[EDITORIALS]Keeping kids safe onlineAn eleven-year-old girl recently committed suicide after being lectured by her mother for a huge Internet bill. But this incident is not just another family tragedy. Hyped by the false fame of the Internet paradise, society is to blame for negligence of ethical responsibilities toward the paid Internet contents business.
With over 26 million Internet users, the virtual world is an indispensable part of our daily lives. Extending life into virtual reality is a way to make a personal life rich, and is nothing to be blamed for. The problem is that youth are defenselessly exposed to the profit-seeking content providers before their sense of identity is established. The damage has now backfired in our homes.
You can build your virtual alter ego by creating an avatar, an onscreen cartoon figure that represents you. Forty percent of the avatar users are teens, and online games such as Lineage rely heavily on teenage users. You will even find paid pornography sites targeting elementary school students. Among the electronic business complaints filed at the Consumer Protection Board in the first half of 2002, the number of paid content-related cases increased fourfold compared to the same period the previous year. But the government has failed to come up with an appropriate prescription.
Minors under age 14 are required by law to obtain consent from their parents or guardians to buy Internet content, but the censorship of the authorities is too loose to enforce the restrictions. Moreover, children are easily tempted because they can pay by simply dialing a pay service using a cell or home phone.
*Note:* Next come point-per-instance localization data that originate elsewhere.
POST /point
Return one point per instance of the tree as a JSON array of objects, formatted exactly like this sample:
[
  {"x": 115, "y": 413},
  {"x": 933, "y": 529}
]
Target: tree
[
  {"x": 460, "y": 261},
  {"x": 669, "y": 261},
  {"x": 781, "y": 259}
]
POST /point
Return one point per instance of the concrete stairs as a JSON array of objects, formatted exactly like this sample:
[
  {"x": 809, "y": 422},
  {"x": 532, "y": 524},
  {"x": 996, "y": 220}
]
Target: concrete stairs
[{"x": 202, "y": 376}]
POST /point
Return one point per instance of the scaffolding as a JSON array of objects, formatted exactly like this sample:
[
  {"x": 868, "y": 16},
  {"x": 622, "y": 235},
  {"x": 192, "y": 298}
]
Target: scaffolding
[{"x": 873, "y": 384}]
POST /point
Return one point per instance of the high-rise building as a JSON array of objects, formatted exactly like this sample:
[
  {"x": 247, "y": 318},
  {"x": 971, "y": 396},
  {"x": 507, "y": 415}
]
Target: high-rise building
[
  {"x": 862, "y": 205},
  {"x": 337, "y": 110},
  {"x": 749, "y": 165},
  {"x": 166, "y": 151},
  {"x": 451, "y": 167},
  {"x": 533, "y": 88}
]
The government must adopt a mandatory electronic certification system that requires parents’ permission when their children want to use paid Internet content. The current payment systems need to be re-evaluated so that children cannot exploit them. Civilian Internet watchdogs should oversee cyberspace and catch the unethical service providers who lure innocent children. Society should protect our children; one more has become a cyberworld victim.